Introduction

Simplified PyTorch implementation of one-stage detector: YOLO (You Only Look Once) with custom label assignment methods, support multi-gpu training and validating, automatic mixed precision training etc.

Requirements

torch == 1.8.1
torchmetrics
albumentations
loguru
tqdm
faster-coco-eval
pycocotools

Label assignment

Label assignment plays a crucial role in object detection by determining how GT boxes are matched to anchors or grid cells during training. This step directly influences the quality of supervision signals the detector receives, and even small changes in the assignment strategy can lead to notable differences in performance. Over the years, various methods have been proposed, ranging from simple IoU-based methods to more dynamic and learnable strategies, each aiming to improve the balance between positive and negative samples and better reflect object scale, position, or context.

This repo provides several simple IoU-based label assignment methods that are easy to understand and efficient to implement. These include fixed strategies that assign GTs based on overlap with anchors. While more advanced dynamic or learnable assignment techniques e.g. those used in ATSS or SimOTA, currently they are not included in this repo.

Single Grid Assigment

In this approach, each GT box is assigned to the grid cell in which its center falls. Only the anchors located within this grid cell are considered for matching. For example, if each grid cell contains multiple predefined anchors (e.g., 3 anchors of different aspect ratios and different sizes), the IoU between the GT box and each anchor is computed. These IoUs are then compared against a predefined threshold match_iou_thres: if any of them exceed the threshold, the GT is assigned to the corresponding anchor; otherwise, no assignment is made.

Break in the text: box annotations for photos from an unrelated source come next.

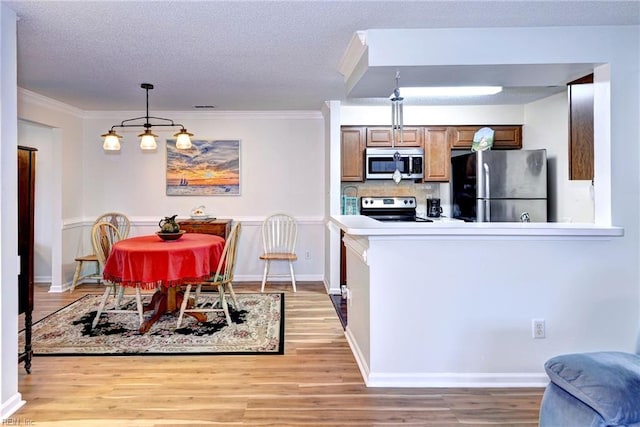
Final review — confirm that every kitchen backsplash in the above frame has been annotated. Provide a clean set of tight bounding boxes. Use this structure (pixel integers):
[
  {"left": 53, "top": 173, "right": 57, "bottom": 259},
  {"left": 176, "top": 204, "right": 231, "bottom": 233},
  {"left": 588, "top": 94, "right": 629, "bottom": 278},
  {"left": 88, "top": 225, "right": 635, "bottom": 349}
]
[{"left": 341, "top": 180, "right": 451, "bottom": 217}]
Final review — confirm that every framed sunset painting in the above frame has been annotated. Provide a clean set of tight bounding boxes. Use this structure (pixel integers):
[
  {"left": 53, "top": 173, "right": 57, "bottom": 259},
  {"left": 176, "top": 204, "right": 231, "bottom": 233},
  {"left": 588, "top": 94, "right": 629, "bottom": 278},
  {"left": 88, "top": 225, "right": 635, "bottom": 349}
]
[{"left": 167, "top": 139, "right": 240, "bottom": 196}]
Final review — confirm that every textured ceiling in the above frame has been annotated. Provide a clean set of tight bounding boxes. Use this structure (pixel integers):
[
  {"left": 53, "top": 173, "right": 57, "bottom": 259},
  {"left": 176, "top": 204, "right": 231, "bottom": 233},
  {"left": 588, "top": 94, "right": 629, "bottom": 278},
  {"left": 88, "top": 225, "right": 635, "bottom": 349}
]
[{"left": 3, "top": 0, "right": 640, "bottom": 111}]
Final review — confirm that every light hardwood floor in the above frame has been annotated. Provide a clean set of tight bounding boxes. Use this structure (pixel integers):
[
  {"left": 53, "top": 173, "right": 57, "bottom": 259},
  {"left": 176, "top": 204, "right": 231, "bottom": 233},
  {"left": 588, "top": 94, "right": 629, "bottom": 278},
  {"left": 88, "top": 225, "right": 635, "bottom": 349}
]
[{"left": 11, "top": 282, "right": 543, "bottom": 427}]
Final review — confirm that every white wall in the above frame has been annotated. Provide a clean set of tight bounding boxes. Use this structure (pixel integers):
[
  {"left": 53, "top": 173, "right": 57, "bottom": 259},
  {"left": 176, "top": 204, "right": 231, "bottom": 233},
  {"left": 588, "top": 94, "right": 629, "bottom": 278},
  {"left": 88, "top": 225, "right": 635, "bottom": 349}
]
[
  {"left": 0, "top": 3, "right": 24, "bottom": 420},
  {"left": 18, "top": 89, "right": 84, "bottom": 290}
]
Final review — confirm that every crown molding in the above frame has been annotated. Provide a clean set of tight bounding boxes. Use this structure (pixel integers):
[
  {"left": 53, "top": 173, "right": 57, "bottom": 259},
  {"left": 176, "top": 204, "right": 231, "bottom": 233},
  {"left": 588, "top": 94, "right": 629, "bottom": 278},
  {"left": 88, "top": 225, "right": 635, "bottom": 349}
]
[
  {"left": 18, "top": 87, "right": 86, "bottom": 118},
  {"left": 83, "top": 110, "right": 322, "bottom": 121}
]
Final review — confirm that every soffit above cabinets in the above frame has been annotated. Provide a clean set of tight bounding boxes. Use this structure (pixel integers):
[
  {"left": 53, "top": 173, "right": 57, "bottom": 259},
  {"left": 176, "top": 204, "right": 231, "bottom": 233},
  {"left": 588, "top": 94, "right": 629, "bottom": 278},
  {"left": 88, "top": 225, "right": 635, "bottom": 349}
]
[{"left": 339, "top": 28, "right": 598, "bottom": 105}]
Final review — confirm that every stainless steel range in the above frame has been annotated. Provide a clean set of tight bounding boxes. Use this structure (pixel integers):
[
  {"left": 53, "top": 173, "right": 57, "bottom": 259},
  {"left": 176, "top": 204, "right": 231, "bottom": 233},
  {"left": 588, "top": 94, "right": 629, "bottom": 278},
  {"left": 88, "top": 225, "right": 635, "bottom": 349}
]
[{"left": 360, "top": 196, "right": 433, "bottom": 222}]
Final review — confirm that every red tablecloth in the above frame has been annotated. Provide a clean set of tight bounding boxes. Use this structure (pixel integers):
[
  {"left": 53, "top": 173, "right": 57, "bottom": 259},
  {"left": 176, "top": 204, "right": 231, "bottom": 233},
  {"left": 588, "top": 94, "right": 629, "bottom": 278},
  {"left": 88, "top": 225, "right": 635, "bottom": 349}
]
[{"left": 103, "top": 233, "right": 224, "bottom": 289}]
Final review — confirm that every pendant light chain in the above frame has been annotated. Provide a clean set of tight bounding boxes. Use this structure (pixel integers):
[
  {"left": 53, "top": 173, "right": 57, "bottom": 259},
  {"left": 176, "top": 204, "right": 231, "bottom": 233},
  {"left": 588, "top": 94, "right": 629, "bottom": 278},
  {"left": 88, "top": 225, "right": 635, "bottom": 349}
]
[
  {"left": 391, "top": 71, "right": 404, "bottom": 147},
  {"left": 101, "top": 83, "right": 193, "bottom": 151}
]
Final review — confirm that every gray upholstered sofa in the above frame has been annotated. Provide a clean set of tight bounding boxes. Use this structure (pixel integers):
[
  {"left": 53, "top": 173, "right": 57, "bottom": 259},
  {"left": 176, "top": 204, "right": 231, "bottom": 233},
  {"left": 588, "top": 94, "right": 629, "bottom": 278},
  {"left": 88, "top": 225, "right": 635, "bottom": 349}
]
[{"left": 540, "top": 351, "right": 640, "bottom": 427}]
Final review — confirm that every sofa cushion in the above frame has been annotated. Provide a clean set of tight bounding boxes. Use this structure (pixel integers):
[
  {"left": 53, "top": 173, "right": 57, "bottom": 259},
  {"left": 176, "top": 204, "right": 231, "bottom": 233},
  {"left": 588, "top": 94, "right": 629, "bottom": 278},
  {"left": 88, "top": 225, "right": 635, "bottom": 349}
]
[{"left": 545, "top": 351, "right": 640, "bottom": 425}]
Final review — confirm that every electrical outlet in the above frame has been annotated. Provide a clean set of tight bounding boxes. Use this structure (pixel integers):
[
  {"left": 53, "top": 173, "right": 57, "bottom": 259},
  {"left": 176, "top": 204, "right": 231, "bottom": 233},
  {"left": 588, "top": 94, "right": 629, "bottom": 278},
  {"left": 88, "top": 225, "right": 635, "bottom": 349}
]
[{"left": 531, "top": 319, "right": 546, "bottom": 338}]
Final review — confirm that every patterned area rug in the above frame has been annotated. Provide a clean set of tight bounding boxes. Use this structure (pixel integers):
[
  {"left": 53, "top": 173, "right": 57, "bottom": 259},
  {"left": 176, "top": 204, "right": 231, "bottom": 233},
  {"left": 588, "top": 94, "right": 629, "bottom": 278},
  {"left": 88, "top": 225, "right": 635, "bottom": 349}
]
[{"left": 19, "top": 293, "right": 284, "bottom": 356}]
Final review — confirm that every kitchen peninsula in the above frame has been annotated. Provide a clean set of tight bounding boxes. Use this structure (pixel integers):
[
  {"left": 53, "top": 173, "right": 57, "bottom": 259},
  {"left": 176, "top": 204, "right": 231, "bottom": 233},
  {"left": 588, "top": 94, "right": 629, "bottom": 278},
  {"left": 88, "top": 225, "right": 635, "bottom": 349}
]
[{"left": 331, "top": 215, "right": 623, "bottom": 387}]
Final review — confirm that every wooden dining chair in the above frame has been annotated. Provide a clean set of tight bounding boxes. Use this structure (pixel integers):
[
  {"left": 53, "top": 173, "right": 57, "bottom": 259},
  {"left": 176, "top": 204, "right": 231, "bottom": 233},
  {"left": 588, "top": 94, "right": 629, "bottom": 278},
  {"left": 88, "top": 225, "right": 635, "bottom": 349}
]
[
  {"left": 91, "top": 221, "right": 144, "bottom": 329},
  {"left": 176, "top": 222, "right": 240, "bottom": 328},
  {"left": 260, "top": 213, "right": 298, "bottom": 292},
  {"left": 69, "top": 212, "right": 131, "bottom": 292}
]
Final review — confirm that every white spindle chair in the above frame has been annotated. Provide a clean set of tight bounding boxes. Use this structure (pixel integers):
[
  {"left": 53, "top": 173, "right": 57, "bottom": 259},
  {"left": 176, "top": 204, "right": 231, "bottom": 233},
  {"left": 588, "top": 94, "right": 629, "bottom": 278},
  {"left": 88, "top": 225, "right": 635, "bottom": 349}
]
[
  {"left": 176, "top": 222, "right": 240, "bottom": 328},
  {"left": 260, "top": 213, "right": 298, "bottom": 292},
  {"left": 91, "top": 221, "right": 144, "bottom": 329}
]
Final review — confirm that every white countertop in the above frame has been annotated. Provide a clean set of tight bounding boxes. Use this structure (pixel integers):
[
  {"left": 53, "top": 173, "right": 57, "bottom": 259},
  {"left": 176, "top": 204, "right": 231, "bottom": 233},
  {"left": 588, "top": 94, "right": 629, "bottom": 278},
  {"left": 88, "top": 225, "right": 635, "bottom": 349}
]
[{"left": 331, "top": 215, "right": 624, "bottom": 238}]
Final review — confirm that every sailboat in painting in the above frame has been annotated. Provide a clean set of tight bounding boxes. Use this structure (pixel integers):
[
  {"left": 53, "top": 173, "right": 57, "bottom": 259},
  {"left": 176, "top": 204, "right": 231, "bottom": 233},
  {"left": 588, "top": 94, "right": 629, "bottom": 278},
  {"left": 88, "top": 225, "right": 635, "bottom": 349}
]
[{"left": 166, "top": 140, "right": 240, "bottom": 196}]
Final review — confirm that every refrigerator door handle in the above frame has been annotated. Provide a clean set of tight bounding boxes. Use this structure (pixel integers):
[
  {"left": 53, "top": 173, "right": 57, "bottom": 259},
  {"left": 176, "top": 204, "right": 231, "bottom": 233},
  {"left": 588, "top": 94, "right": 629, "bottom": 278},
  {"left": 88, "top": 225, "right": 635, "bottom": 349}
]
[{"left": 478, "top": 161, "right": 491, "bottom": 222}]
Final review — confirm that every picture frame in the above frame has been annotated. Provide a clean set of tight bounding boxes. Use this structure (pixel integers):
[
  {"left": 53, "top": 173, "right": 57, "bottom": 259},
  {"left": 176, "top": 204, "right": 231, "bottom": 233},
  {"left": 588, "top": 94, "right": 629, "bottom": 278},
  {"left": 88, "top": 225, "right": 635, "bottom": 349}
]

In fact, a similar strategy was used in the original YOLOv1 model, where each object was assigned to the grid cell containing its center, and only that cell was responsible for predicting the object's presence and bounding box.

Nearby Grid Assignment

In this approach, the matching region is expanded to include the 3×3 neighborhood centered around GT cell. Anchors from all 9 grid cells are considered for assignment. For each anchor in this region, the IoU with the GT box is calculated, and assignments are made based on whether the IoU exceeds a predefined threshold match_iou_thres.

In cases where multiple GTs could potentially match the same anchor, this method provides an optional filtering mechanism controlled by the filter_by_max_iou parameter. When enabled, the anchor is assigned only to the GT with the highest IoU among all matches. When disabled, one of the matching GTs is randomly selected for assignment.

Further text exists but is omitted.